Movement in the corner of her vision took her attention. She looked off into the distance, where the jagged, mountain-lined horizon lay. Lydia squinted her eyes, unsure of what she was seeing. A dark form, infinitesimally small to her at this great distance, fluttered about the very top of the mountains. It gradually descended, like a hawk finding itself a perch, until the tiny dot disappeared behind the peak of the mountain.
Lydia remained standing at the window, awaiting to see if the figure returned. She stood at the window, her hands gripping the sill with anticipation. The mountain air blew past her again, chilling her face. Furrowing her brow with uncertainty, Lydia retreated from the opening and shut the window, keeping out the cold air. She had no idea whatsoever about what that thing she'd seen in the distance had been, nor did she know about what kind of beast had roared so terribly — the sound of which did not fit any creature she knew; but she was not going to bother herself finding out. She had better things to do than lose some sleep over such a trivial-seeming matter.
The room had grown colder after she'd allowed the breeze entry, but no doubt it would be warmer under the covers. The Nord walked over to her bed and climbed inside, settling down under the fur blankets. In spite of herself, she found herself wondering about the mysterious figure she'd seen flying at the mountain peaks. Certainly, it was no condor — and it if were, then it must've been the largest condor she'd seen — but no other bird she knew would ever bother braving the freezing gales up on the mountains.

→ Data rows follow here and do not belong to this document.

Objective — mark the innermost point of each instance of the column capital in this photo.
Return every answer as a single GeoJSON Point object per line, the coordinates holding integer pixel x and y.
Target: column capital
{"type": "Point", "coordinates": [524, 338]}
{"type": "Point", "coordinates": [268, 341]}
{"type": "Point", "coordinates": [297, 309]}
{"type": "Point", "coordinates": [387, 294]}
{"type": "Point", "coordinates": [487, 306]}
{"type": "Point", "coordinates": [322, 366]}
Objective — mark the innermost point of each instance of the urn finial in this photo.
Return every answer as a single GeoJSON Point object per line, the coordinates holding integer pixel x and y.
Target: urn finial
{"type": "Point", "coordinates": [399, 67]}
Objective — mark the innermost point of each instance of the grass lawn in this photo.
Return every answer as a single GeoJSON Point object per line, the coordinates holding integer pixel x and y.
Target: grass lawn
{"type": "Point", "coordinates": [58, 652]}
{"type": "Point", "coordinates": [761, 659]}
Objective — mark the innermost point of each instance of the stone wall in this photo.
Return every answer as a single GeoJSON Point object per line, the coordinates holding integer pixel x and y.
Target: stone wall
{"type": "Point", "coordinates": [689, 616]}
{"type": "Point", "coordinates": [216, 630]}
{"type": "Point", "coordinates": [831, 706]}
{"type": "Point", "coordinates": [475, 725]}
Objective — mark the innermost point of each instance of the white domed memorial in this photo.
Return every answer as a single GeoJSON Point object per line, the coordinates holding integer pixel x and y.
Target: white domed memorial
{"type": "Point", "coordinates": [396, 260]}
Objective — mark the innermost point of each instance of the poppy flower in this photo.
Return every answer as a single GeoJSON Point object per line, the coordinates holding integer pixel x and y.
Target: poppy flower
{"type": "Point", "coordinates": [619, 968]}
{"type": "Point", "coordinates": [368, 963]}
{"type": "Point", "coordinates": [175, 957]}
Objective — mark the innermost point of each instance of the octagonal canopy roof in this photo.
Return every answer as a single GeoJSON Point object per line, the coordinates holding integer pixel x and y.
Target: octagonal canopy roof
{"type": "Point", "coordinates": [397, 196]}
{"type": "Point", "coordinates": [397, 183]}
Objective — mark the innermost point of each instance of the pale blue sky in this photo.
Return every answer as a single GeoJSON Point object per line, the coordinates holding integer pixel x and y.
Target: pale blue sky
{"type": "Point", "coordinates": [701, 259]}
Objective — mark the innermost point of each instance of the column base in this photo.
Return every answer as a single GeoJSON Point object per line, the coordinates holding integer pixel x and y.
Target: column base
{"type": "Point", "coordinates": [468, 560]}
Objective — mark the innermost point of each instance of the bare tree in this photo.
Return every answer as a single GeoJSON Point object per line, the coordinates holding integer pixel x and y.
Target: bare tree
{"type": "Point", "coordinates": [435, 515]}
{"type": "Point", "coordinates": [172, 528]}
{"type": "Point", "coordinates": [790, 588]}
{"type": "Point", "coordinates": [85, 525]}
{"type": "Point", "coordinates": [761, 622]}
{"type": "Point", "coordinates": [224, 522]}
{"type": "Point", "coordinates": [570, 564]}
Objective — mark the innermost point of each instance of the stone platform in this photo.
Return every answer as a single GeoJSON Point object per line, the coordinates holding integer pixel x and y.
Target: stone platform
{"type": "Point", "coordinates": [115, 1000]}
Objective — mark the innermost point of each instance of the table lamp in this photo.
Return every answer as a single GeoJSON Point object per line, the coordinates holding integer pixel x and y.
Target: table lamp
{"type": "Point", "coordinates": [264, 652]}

She didn't know much about birds or flying creatures in general, but she had a feeling that nothing that soared in the sky could grow as large as the thing she'd seen. And to be able to roar loudly enough to be heard even from this distance, too, meant that the thing certainly must have been large.
Lydia found herself drifting to sleep. One thought remained on her mind before unconsciousness took her: whatever the creature was, she hoped that it would stay well away from Whiterun.